Em 14 jogos, Camilo balançou as redes cinco vezes e distribuiu quatro assistências.

A volta ao Rio de Janeiro, sua cidade natal, após 12 anos longe proporcionou talvez o gol mais bonito de sua carreira, em lance acrobático concluído com bicicleta durante a vitória de 2 a 1 do Botafogo sobre o Grêmio, no último domingo. O reencontro com as suas origens pôs o meia de 30 anos em contato mais uma vez com a comunidade em que cresceu, Cidade de Deus.

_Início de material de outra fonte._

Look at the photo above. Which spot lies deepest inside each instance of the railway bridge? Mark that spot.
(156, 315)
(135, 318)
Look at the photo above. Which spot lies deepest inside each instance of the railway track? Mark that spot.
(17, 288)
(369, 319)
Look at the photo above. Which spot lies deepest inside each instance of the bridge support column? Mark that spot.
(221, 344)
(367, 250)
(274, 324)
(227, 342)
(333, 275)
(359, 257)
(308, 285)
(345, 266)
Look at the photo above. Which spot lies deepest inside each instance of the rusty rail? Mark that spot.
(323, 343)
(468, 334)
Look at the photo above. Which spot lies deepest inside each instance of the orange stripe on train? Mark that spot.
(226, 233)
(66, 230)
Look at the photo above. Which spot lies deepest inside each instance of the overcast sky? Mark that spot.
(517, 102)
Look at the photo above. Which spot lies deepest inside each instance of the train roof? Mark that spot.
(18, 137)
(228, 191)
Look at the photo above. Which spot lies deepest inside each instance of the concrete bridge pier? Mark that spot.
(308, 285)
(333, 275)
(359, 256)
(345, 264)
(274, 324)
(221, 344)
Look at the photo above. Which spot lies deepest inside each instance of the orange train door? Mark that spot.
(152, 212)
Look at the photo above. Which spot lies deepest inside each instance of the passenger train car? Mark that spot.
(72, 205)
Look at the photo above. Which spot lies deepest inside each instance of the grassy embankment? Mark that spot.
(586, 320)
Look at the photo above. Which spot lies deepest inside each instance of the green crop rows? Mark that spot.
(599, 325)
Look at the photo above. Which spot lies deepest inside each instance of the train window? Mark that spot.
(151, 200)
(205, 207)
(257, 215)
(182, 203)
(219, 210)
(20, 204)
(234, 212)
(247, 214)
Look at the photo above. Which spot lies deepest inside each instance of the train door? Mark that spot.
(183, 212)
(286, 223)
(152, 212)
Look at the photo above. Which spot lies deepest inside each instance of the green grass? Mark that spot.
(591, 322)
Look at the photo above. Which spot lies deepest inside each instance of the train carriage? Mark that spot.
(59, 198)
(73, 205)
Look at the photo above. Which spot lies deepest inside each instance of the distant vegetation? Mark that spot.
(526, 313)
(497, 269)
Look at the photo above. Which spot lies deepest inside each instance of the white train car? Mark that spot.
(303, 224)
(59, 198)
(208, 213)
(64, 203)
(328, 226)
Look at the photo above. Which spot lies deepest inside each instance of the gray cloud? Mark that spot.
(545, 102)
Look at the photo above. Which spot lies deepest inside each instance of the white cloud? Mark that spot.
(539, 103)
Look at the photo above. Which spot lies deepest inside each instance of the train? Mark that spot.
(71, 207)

O seu pai, Geraldo, mora até hoje na Zona Oeste da capital carioca.

Ele é um dos personagens da infância do atleta que ajudou a moldá-lo e transformá-lo em destaque do Brasileiro após ficar cinco meses sem receber no Al Shabab, da Arábia Saudita, e deixar a equipe.

Ao retornar para casa, realizou um dos sonhos de Seu Geraldo e fechou contrato de dois anos com o Botafogo.

Camilo rodou por mais de dez clubes antes disso.

Os passos iniciais foram dados na Cidade de Deus. Através de um projeto social, fez teste no América-RJ, entrou aos 11 anos e seguiu no time até os 18. O primeiro salário foi depositado na conta somente aos 16, R$ 300.

Com dificuldade financeira, era obrigado a se virar nas férias para contribuir na renda familiar.

Entre outras funções, o camisa 10 trabalhou como cobrador de van entre uma corrida e outra deixando os pés de lado e gritando a cada parada para atrair passageiros. Ele era o responsável para arrecadar o dinheiro durante o trajeto também.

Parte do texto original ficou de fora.